If X and Y are random variables with the same distribution, prove that f(X) and f(Y) are random variables that have the same distribution.
Solution 1:
You are using the fact that $X$ is a random variable, that $f$ is Borel measurable, and that pre-images obey the rule $Z^{-1}(B)=X^{-1}(f^{-1}(B))$ for $Z=f(X)$. Neither of the first two assumptions can be relaxed.

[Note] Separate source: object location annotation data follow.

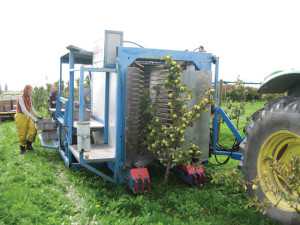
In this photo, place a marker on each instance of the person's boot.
(22, 150)
(29, 145)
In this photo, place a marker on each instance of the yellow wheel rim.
(280, 148)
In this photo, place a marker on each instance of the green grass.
(37, 189)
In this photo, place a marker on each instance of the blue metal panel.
(106, 111)
(81, 96)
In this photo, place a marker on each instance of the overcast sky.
(252, 38)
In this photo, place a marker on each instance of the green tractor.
(273, 142)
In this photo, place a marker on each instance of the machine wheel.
(273, 133)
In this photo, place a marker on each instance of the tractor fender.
(281, 82)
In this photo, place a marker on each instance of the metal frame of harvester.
(125, 56)
(110, 163)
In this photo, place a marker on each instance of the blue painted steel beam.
(93, 169)
(58, 103)
(233, 155)
(81, 96)
(216, 82)
(219, 113)
(126, 56)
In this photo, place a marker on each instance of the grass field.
(36, 188)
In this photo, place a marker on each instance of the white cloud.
(252, 38)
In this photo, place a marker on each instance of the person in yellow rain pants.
(25, 118)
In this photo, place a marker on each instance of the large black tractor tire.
(277, 116)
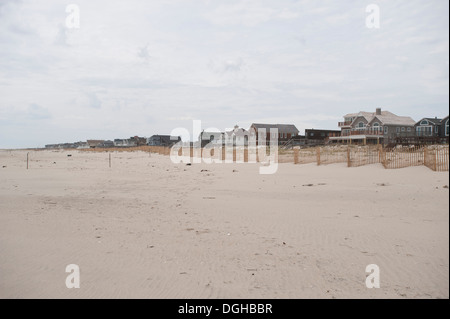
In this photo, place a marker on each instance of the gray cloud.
(143, 67)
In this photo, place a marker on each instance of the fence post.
(296, 151)
(318, 156)
(348, 157)
(435, 159)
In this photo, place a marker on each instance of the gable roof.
(282, 128)
(393, 119)
(434, 121)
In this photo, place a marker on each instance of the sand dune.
(148, 228)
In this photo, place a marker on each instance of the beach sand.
(149, 228)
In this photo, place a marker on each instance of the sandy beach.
(149, 228)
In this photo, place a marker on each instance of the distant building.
(139, 141)
(430, 127)
(238, 136)
(94, 143)
(285, 132)
(163, 140)
(444, 127)
(124, 142)
(106, 144)
(376, 127)
(319, 136)
(211, 138)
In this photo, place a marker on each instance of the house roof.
(434, 121)
(393, 119)
(165, 137)
(238, 131)
(282, 128)
(386, 118)
(94, 142)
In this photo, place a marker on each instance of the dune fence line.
(435, 157)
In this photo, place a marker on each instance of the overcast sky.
(147, 67)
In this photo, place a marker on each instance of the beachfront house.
(94, 143)
(211, 138)
(428, 127)
(444, 127)
(163, 140)
(237, 136)
(118, 142)
(318, 136)
(285, 132)
(374, 127)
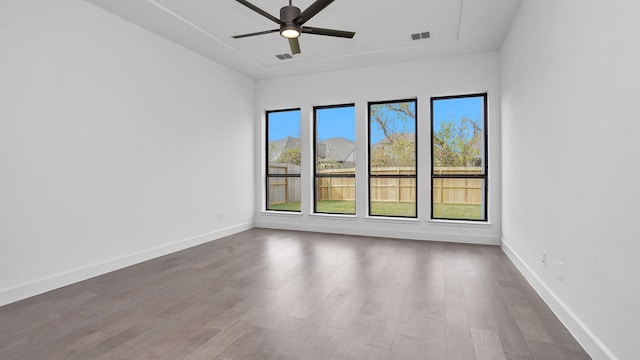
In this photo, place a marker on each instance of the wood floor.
(269, 294)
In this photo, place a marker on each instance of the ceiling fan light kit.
(288, 26)
(291, 23)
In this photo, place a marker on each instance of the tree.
(456, 144)
(397, 148)
(290, 156)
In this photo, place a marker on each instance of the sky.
(340, 121)
(456, 109)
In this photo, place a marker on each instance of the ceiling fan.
(291, 23)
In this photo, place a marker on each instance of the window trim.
(399, 176)
(316, 176)
(267, 174)
(484, 175)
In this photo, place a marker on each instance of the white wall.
(422, 80)
(116, 146)
(571, 165)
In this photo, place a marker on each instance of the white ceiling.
(383, 31)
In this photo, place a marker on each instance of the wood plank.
(272, 294)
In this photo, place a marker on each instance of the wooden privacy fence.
(284, 189)
(398, 190)
(458, 191)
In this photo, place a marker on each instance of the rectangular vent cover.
(422, 35)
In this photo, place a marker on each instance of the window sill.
(333, 216)
(282, 213)
(464, 223)
(392, 219)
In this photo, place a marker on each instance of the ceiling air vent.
(422, 35)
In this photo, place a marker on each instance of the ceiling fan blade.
(295, 46)
(257, 33)
(327, 32)
(259, 11)
(312, 10)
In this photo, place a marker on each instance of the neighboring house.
(277, 147)
(336, 153)
(396, 150)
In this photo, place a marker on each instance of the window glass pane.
(283, 138)
(459, 198)
(335, 138)
(458, 135)
(392, 159)
(283, 158)
(336, 195)
(392, 196)
(393, 137)
(335, 159)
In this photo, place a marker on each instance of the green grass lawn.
(463, 212)
(336, 207)
(290, 206)
(379, 208)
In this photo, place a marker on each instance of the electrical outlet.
(560, 271)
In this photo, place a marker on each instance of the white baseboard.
(394, 233)
(23, 291)
(589, 341)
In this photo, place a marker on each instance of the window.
(459, 157)
(335, 167)
(283, 160)
(392, 158)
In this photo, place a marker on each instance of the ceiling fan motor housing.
(288, 15)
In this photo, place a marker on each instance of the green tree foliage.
(398, 148)
(290, 156)
(456, 144)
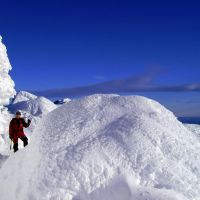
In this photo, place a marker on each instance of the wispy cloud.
(143, 83)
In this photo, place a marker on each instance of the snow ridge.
(90, 147)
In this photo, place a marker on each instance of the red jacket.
(16, 127)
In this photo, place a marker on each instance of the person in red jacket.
(16, 130)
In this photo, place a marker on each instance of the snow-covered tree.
(7, 90)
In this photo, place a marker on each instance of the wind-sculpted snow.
(35, 107)
(106, 147)
(23, 96)
(6, 83)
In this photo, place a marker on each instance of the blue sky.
(74, 44)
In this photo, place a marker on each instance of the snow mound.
(106, 147)
(62, 101)
(23, 96)
(6, 83)
(36, 106)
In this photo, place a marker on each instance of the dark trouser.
(25, 141)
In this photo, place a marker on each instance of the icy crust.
(23, 96)
(106, 147)
(6, 83)
(35, 106)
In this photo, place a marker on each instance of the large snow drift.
(23, 96)
(106, 147)
(32, 104)
(6, 83)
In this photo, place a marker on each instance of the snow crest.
(106, 147)
(6, 83)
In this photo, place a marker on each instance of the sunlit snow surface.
(106, 147)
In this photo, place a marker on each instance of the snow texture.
(31, 104)
(23, 96)
(106, 147)
(6, 83)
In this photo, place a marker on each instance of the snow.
(195, 128)
(106, 147)
(34, 105)
(6, 93)
(5, 118)
(6, 83)
(23, 96)
(62, 101)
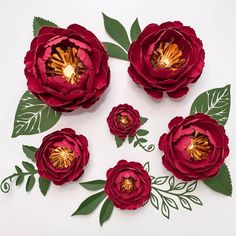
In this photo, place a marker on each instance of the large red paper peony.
(62, 156)
(128, 185)
(166, 58)
(67, 68)
(123, 121)
(195, 147)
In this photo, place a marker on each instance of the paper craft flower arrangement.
(68, 68)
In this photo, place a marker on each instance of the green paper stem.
(5, 186)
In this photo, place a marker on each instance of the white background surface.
(30, 214)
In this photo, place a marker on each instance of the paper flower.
(195, 147)
(166, 58)
(62, 156)
(123, 121)
(128, 185)
(67, 68)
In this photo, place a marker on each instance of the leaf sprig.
(138, 139)
(29, 172)
(118, 32)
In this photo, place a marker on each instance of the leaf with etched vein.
(33, 117)
(165, 210)
(215, 103)
(184, 202)
(191, 187)
(180, 186)
(171, 202)
(154, 201)
(117, 31)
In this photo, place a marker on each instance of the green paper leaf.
(161, 180)
(171, 181)
(44, 185)
(154, 201)
(29, 152)
(194, 199)
(117, 31)
(142, 140)
(19, 180)
(184, 202)
(142, 132)
(28, 166)
(90, 204)
(143, 120)
(221, 182)
(146, 166)
(30, 183)
(215, 103)
(180, 186)
(106, 211)
(33, 117)
(116, 51)
(171, 202)
(165, 210)
(119, 141)
(135, 30)
(94, 185)
(39, 22)
(191, 187)
(131, 139)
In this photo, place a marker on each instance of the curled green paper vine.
(138, 139)
(30, 171)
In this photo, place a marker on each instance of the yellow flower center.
(199, 147)
(61, 157)
(127, 184)
(168, 56)
(67, 64)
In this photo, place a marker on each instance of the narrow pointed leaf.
(33, 117)
(221, 182)
(215, 103)
(40, 22)
(115, 51)
(117, 31)
(90, 204)
(191, 187)
(30, 183)
(119, 141)
(44, 185)
(94, 185)
(135, 30)
(154, 201)
(165, 210)
(106, 211)
(184, 202)
(29, 152)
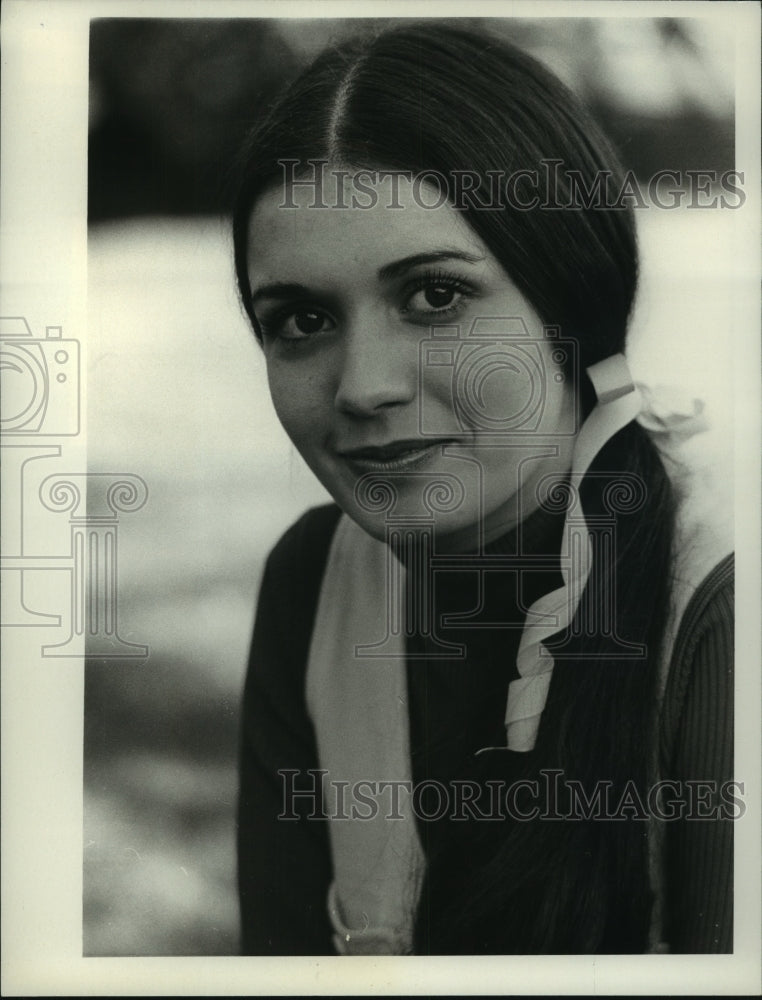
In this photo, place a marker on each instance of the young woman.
(489, 702)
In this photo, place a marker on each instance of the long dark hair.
(431, 97)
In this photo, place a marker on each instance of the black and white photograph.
(381, 487)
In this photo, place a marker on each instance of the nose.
(378, 369)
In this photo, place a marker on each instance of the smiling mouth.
(397, 455)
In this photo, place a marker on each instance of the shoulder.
(298, 558)
(288, 597)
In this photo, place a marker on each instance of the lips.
(393, 454)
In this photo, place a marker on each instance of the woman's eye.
(436, 296)
(308, 321)
(296, 324)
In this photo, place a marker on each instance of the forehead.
(383, 225)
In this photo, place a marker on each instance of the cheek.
(297, 401)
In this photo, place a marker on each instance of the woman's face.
(383, 407)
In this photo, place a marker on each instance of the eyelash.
(272, 325)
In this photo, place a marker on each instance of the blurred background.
(177, 394)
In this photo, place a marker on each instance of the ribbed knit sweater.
(285, 865)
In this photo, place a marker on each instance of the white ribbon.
(619, 402)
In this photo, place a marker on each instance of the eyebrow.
(290, 289)
(406, 263)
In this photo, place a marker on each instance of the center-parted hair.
(429, 98)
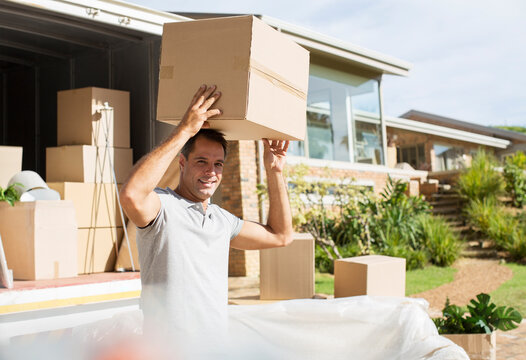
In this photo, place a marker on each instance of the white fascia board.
(113, 12)
(437, 130)
(343, 165)
(314, 40)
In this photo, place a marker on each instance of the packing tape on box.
(276, 79)
(167, 73)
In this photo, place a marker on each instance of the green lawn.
(513, 292)
(416, 280)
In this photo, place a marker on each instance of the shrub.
(481, 180)
(515, 178)
(441, 242)
(479, 212)
(484, 317)
(507, 231)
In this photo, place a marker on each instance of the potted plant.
(474, 331)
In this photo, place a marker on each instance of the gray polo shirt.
(183, 255)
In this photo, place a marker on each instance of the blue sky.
(468, 56)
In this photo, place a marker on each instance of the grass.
(416, 280)
(324, 283)
(513, 292)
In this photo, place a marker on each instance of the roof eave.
(442, 131)
(314, 41)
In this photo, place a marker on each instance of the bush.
(493, 220)
(441, 242)
(479, 212)
(322, 262)
(481, 180)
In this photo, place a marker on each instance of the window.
(342, 106)
(413, 155)
(448, 157)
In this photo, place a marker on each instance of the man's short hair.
(209, 134)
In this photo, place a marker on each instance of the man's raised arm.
(278, 231)
(138, 199)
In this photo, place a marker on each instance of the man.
(183, 240)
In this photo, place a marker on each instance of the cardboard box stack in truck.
(93, 137)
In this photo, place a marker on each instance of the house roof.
(424, 117)
(328, 47)
(445, 131)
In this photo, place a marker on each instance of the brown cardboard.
(261, 73)
(288, 272)
(83, 163)
(369, 275)
(477, 346)
(39, 239)
(96, 205)
(123, 260)
(10, 163)
(80, 120)
(97, 248)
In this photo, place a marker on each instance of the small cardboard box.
(262, 74)
(288, 272)
(369, 275)
(39, 239)
(83, 163)
(81, 119)
(10, 163)
(477, 346)
(96, 205)
(97, 249)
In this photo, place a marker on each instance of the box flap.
(279, 57)
(220, 51)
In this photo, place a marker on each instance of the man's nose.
(210, 169)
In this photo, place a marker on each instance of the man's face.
(202, 172)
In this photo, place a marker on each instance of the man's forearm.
(147, 173)
(280, 217)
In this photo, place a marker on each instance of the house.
(49, 46)
(442, 145)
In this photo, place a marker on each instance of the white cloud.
(468, 56)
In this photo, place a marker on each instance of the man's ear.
(182, 162)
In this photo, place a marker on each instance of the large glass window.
(414, 155)
(343, 118)
(448, 157)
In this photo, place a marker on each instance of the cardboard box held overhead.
(83, 163)
(39, 239)
(81, 119)
(261, 73)
(10, 163)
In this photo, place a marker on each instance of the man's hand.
(199, 110)
(274, 156)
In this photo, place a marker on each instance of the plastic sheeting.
(349, 328)
(360, 327)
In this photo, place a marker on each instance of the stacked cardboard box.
(93, 134)
(38, 239)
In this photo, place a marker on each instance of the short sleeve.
(157, 223)
(235, 223)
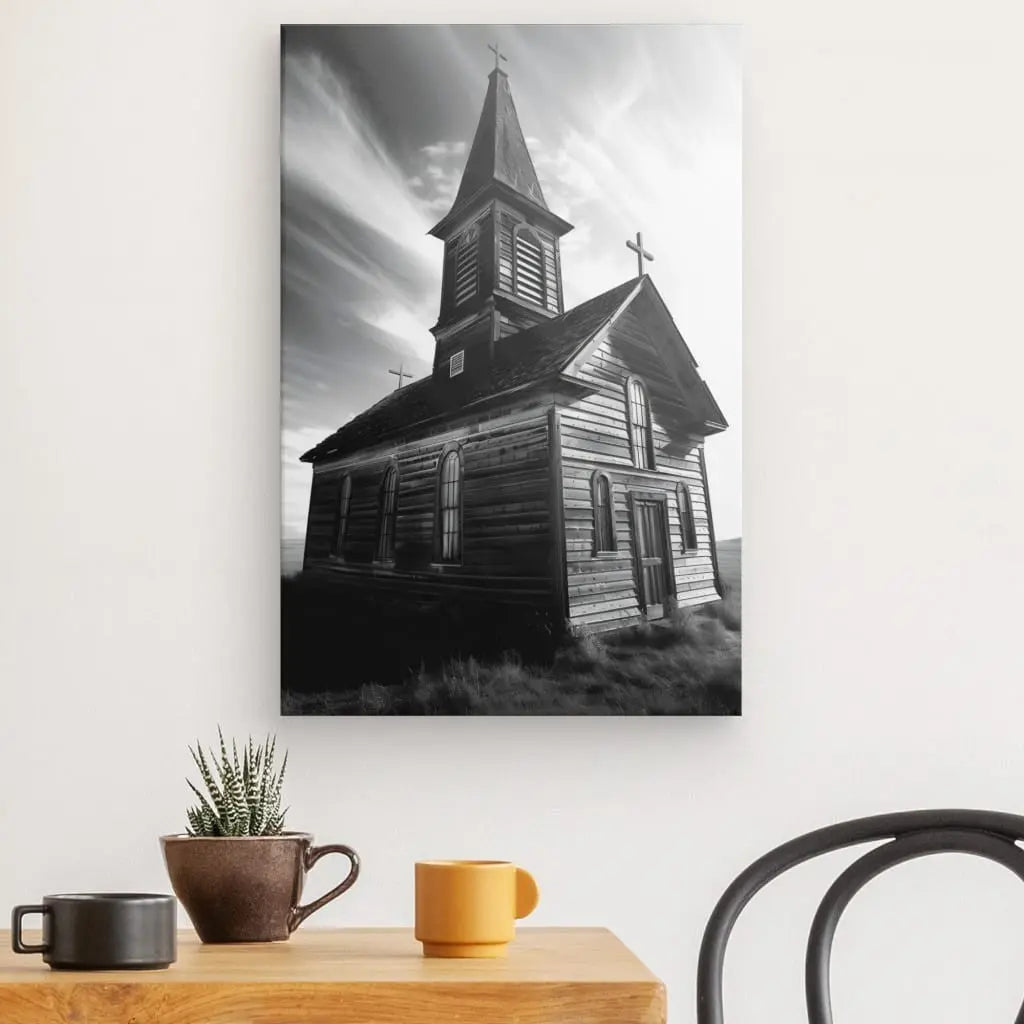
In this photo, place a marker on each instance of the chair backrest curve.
(992, 835)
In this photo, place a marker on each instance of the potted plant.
(237, 871)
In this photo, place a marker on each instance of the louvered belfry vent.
(529, 273)
(467, 265)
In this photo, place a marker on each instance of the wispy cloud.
(436, 151)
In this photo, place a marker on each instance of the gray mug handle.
(16, 915)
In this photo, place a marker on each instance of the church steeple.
(502, 261)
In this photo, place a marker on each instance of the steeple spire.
(499, 158)
(502, 262)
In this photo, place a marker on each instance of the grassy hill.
(688, 664)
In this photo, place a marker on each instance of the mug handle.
(526, 893)
(16, 916)
(299, 913)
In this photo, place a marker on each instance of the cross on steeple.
(498, 55)
(400, 373)
(642, 253)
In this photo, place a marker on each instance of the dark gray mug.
(101, 931)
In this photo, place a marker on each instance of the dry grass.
(686, 665)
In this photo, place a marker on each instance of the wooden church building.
(554, 459)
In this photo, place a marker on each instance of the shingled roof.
(522, 359)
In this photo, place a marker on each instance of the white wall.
(884, 495)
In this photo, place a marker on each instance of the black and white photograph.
(511, 370)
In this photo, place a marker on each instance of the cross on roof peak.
(642, 253)
(400, 373)
(499, 56)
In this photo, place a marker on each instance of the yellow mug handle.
(526, 893)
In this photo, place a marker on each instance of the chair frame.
(991, 835)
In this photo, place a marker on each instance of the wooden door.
(650, 529)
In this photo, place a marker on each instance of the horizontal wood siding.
(602, 588)
(507, 536)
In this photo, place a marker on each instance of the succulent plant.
(244, 797)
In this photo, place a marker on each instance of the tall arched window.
(530, 276)
(687, 524)
(467, 264)
(341, 516)
(450, 507)
(641, 442)
(604, 520)
(387, 509)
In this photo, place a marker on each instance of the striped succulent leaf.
(243, 790)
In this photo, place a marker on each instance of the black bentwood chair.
(911, 834)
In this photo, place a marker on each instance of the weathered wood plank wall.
(507, 531)
(602, 588)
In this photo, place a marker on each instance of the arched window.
(341, 515)
(530, 276)
(641, 442)
(467, 264)
(387, 508)
(604, 519)
(687, 524)
(450, 507)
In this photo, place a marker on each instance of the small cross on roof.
(499, 56)
(642, 253)
(400, 374)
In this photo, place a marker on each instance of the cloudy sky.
(634, 127)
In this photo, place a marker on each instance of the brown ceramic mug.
(247, 888)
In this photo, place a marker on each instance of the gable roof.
(539, 354)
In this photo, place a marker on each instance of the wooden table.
(354, 976)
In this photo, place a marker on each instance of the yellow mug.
(469, 907)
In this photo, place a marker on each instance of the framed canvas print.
(511, 370)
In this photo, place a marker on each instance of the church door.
(650, 530)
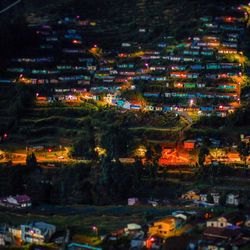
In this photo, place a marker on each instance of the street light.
(95, 229)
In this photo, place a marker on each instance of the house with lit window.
(166, 227)
(227, 220)
(37, 232)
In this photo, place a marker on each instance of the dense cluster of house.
(227, 232)
(211, 199)
(202, 73)
(35, 232)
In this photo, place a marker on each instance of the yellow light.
(101, 151)
(140, 151)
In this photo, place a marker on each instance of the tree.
(85, 146)
(31, 161)
(116, 139)
(202, 155)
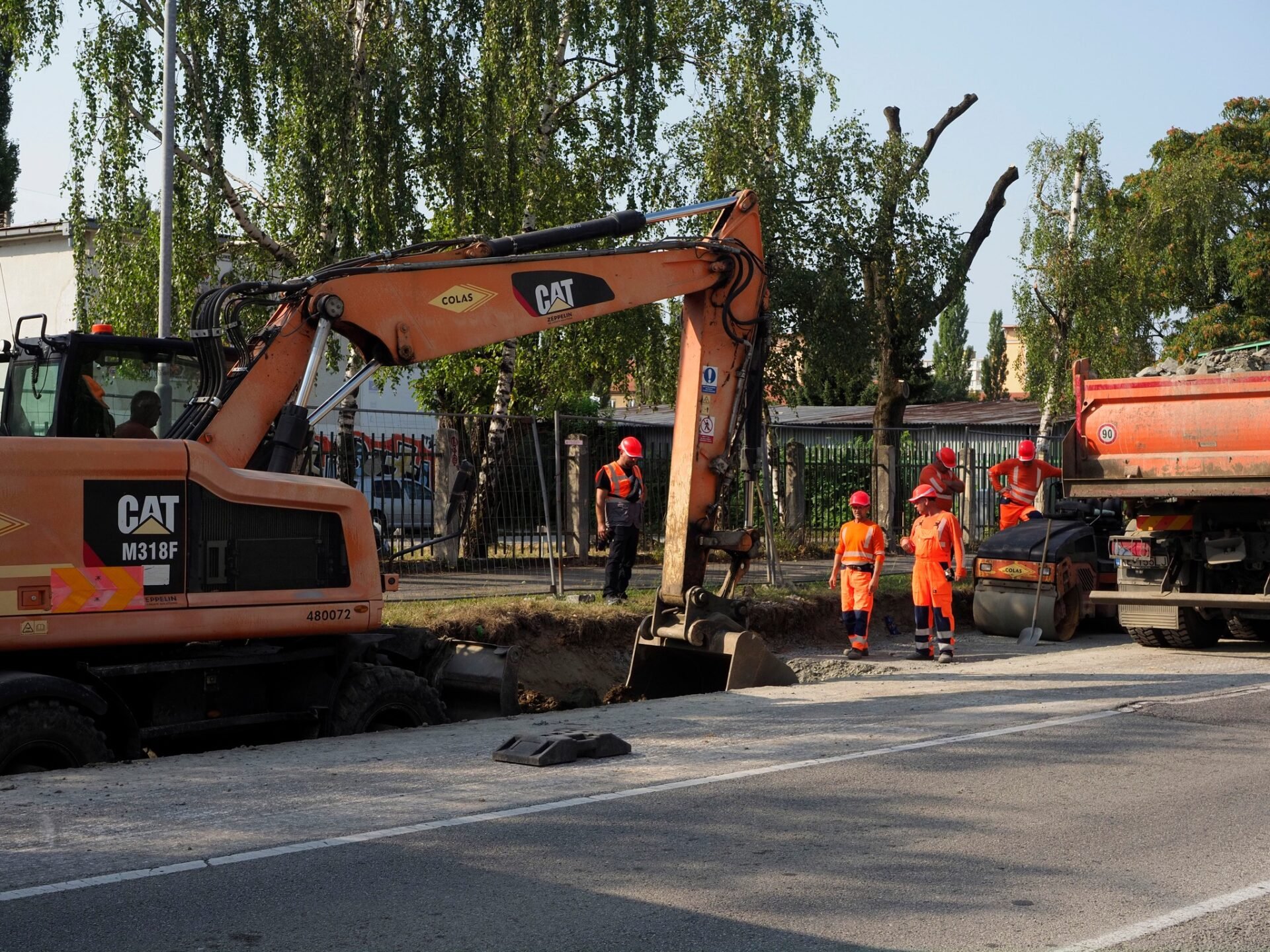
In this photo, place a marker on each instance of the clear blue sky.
(1137, 67)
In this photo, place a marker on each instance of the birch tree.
(1075, 299)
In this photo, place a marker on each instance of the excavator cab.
(84, 385)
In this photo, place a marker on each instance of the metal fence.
(515, 536)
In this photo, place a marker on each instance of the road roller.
(1075, 564)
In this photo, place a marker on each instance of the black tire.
(1147, 637)
(1249, 629)
(48, 735)
(380, 697)
(1194, 631)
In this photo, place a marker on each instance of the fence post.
(559, 522)
(579, 495)
(444, 465)
(968, 494)
(795, 491)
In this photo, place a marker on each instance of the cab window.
(32, 399)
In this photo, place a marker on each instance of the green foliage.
(372, 125)
(1075, 300)
(1198, 230)
(995, 362)
(30, 27)
(952, 357)
(8, 150)
(864, 206)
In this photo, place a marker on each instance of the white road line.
(1167, 920)
(252, 856)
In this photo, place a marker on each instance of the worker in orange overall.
(940, 476)
(861, 550)
(1025, 475)
(935, 539)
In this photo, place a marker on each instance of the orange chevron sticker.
(1165, 524)
(99, 589)
(11, 524)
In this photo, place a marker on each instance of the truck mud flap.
(478, 680)
(728, 662)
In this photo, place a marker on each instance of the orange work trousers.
(1015, 513)
(933, 607)
(857, 606)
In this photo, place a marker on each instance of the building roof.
(1001, 413)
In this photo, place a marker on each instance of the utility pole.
(169, 157)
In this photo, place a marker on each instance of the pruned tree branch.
(1054, 317)
(934, 134)
(978, 235)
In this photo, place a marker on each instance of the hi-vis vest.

If $P(X\in A)=P'(Y\in A)$ for all $A\in\mathfrak B$, then 2. follows from the fact that $$ P(f(X)\in A)=P(X\in f^{-1}(A))=\cdots=P'(f(Y)\in A) $$ and that $f^{-1}(A)\in\mathfrak B$ for all $B\in\mathfrak B$ since $f$ is assumed Borel measurable.
Solution 2:
For 1: Show $(f \circ X)^{-1} (A) \in \mathfrak{F}$ for any $A \in \mathfrak{B}$.
For 2:
$P \{ \omega | F(X(\omega)) \in A \} = P \{ \omega | X(\omega) \in F^{-1}(A) \} = P' \{ \omega | Y(\omega) \in F^{-1}(A) \} = P' \{ \omega | F(Y(\omega)) \in A \}$.